PART of the lower road into Altea was an isolated section of blue-painted cycle track. It began for no particular reason just before the smaller of the two bridges over the River Algar and ended just as arbitrarily on the other side. It gave a hundred or so metres of extra protection to cyclists going into town or returning and ended in a zebra crossing that enabled them to enter or leave the Camino Verde greenway for pedestrians and cyclists.
Then a few days back without warning, the cycle lane markings disappeared and the blue surface was asphalted over. Theoretically the road is again open to traffic although only Cap Negret residents’ cars can pass the bollards protecting the greenway.

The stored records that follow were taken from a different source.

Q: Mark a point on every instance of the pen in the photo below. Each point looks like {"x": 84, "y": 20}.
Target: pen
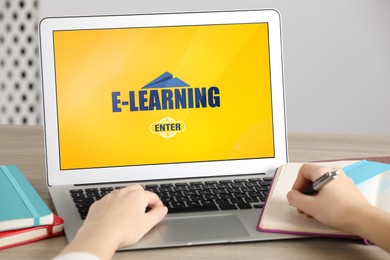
{"x": 320, "y": 182}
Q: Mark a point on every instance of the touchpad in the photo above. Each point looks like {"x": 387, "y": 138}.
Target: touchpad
{"x": 202, "y": 228}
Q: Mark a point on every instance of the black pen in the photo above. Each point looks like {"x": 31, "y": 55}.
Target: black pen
{"x": 320, "y": 182}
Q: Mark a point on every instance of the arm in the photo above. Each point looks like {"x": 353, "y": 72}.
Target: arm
{"x": 117, "y": 220}
{"x": 340, "y": 205}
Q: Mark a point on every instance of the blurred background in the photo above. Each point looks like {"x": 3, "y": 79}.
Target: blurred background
{"x": 336, "y": 57}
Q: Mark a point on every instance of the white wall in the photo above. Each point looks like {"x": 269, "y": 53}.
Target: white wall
{"x": 336, "y": 55}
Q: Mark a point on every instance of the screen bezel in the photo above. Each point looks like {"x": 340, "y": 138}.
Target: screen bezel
{"x": 56, "y": 176}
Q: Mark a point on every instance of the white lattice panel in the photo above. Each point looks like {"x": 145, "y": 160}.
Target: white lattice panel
{"x": 20, "y": 92}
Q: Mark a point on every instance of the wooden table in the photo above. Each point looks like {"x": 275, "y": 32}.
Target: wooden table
{"x": 24, "y": 146}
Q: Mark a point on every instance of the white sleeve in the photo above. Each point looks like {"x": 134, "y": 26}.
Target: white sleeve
{"x": 77, "y": 256}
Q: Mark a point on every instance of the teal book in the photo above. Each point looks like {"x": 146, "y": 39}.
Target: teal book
{"x": 20, "y": 204}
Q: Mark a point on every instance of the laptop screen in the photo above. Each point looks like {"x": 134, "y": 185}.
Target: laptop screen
{"x": 163, "y": 95}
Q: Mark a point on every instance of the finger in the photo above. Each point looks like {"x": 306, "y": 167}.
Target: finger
{"x": 300, "y": 201}
{"x": 153, "y": 200}
{"x": 132, "y": 187}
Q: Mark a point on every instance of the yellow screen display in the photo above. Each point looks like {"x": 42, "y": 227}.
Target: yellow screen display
{"x": 142, "y": 96}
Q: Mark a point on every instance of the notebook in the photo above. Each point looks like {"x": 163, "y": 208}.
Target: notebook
{"x": 371, "y": 178}
{"x": 157, "y": 98}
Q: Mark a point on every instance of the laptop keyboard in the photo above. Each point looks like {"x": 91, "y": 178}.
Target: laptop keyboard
{"x": 196, "y": 196}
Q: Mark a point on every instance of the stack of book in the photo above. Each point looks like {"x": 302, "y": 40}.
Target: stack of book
{"x": 24, "y": 217}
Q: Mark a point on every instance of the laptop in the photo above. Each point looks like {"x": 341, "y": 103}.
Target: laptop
{"x": 177, "y": 101}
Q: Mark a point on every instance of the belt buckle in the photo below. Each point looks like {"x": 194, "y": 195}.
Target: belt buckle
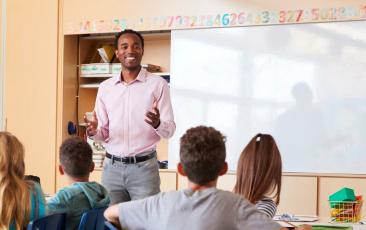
{"x": 132, "y": 160}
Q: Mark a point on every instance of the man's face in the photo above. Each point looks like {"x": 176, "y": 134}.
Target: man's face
{"x": 129, "y": 51}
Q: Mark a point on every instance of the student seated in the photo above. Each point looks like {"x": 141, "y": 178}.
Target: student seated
{"x": 202, "y": 205}
{"x": 21, "y": 201}
{"x": 259, "y": 174}
{"x": 81, "y": 195}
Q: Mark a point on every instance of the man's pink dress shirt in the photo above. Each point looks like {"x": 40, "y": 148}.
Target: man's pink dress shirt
{"x": 121, "y": 109}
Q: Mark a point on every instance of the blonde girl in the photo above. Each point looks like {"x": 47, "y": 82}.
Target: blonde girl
{"x": 259, "y": 174}
{"x": 20, "y": 201}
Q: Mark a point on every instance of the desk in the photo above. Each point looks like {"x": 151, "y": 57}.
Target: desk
{"x": 325, "y": 221}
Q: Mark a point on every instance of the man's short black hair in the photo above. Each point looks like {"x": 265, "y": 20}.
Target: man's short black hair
{"x": 202, "y": 154}
{"x": 127, "y": 31}
{"x": 76, "y": 157}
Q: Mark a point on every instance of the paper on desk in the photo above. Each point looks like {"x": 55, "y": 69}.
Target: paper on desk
{"x": 296, "y": 218}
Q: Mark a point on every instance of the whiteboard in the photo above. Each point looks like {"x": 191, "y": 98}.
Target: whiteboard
{"x": 305, "y": 84}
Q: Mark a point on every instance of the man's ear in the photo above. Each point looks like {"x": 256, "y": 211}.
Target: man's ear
{"x": 181, "y": 170}
{"x": 223, "y": 171}
{"x": 92, "y": 166}
{"x": 61, "y": 169}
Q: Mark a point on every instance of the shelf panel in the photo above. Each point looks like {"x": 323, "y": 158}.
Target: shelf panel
{"x": 104, "y": 75}
{"x": 90, "y": 86}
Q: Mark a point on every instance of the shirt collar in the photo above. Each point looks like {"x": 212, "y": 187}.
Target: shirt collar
{"x": 140, "y": 77}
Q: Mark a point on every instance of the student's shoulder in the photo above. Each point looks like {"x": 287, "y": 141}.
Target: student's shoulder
{"x": 68, "y": 192}
{"x": 155, "y": 79}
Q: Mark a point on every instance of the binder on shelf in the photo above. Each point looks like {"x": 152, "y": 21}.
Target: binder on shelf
{"x": 106, "y": 52}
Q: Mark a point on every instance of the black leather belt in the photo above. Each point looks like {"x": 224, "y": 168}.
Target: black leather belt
{"x": 131, "y": 160}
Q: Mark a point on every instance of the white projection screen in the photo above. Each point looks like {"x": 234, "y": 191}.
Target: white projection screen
{"x": 305, "y": 84}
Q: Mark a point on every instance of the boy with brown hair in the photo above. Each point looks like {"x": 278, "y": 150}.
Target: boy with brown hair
{"x": 81, "y": 195}
{"x": 202, "y": 205}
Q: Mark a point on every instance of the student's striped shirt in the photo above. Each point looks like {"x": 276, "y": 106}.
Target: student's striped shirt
{"x": 267, "y": 206}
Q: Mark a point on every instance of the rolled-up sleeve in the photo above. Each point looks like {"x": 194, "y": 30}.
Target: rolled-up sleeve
{"x": 166, "y": 128}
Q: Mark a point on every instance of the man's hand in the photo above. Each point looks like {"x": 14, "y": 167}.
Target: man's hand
{"x": 91, "y": 125}
{"x": 153, "y": 116}
{"x": 111, "y": 214}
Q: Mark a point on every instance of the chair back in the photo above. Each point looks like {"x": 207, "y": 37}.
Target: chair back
{"x": 92, "y": 219}
{"x": 109, "y": 226}
{"x": 54, "y": 221}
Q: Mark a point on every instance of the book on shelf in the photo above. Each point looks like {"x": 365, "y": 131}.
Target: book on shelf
{"x": 106, "y": 52}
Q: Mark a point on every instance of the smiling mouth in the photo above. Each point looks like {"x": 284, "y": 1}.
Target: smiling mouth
{"x": 130, "y": 58}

They have reason to be thankful for those bollards because this road became a rat-run to escape snarl-ups on the N-332, infamous as one of the busiest main roads in Spain.

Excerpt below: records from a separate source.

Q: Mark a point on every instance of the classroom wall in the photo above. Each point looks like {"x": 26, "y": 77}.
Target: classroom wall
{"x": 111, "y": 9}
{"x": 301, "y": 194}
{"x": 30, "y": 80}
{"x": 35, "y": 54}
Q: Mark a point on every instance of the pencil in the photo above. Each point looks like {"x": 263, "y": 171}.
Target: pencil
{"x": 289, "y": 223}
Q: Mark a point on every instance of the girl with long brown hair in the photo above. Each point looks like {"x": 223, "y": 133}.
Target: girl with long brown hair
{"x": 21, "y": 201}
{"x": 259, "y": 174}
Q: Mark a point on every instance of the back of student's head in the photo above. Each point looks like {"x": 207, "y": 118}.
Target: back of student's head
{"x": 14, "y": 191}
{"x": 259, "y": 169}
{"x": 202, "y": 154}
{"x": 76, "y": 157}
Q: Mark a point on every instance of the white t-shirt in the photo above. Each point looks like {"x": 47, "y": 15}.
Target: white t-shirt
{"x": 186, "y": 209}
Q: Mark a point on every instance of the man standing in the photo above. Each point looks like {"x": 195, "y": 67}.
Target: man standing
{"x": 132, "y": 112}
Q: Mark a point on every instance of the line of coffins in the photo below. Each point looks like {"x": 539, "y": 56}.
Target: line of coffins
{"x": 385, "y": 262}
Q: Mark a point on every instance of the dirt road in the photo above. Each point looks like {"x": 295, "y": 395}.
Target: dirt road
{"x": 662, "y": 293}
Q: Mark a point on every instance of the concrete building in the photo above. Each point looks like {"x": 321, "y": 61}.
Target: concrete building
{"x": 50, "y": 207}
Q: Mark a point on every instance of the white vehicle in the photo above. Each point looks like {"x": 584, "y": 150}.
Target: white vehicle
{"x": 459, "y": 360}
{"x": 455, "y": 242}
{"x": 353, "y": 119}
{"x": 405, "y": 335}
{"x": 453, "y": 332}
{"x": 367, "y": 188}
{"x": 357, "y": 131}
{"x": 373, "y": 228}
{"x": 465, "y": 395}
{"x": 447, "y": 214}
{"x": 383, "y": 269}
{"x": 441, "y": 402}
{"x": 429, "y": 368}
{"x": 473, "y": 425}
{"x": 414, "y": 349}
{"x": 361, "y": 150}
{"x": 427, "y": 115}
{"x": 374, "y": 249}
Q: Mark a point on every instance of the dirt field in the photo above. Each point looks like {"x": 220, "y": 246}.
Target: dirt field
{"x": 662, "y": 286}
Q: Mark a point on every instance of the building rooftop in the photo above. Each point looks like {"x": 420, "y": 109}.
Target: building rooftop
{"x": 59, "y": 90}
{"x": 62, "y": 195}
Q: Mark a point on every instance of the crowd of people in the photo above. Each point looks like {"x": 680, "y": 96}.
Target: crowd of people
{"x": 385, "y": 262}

Like Benissa further along the coast, Altea is still waiting for a ring road and locals tended to use the Cap Negret road as a substitute even though in many places it was too narrow for two cars to pass.
This was once the main Alicante road before the ‘new’ road, now the N-332, was built at the beginning of the 20th century.
Long before that it was a Roman road, an offshoot of the Via Dianium which in turn was an offshoot of the Via Augusta, the great road that crossed Spain from the Pyrenees to Cadiz.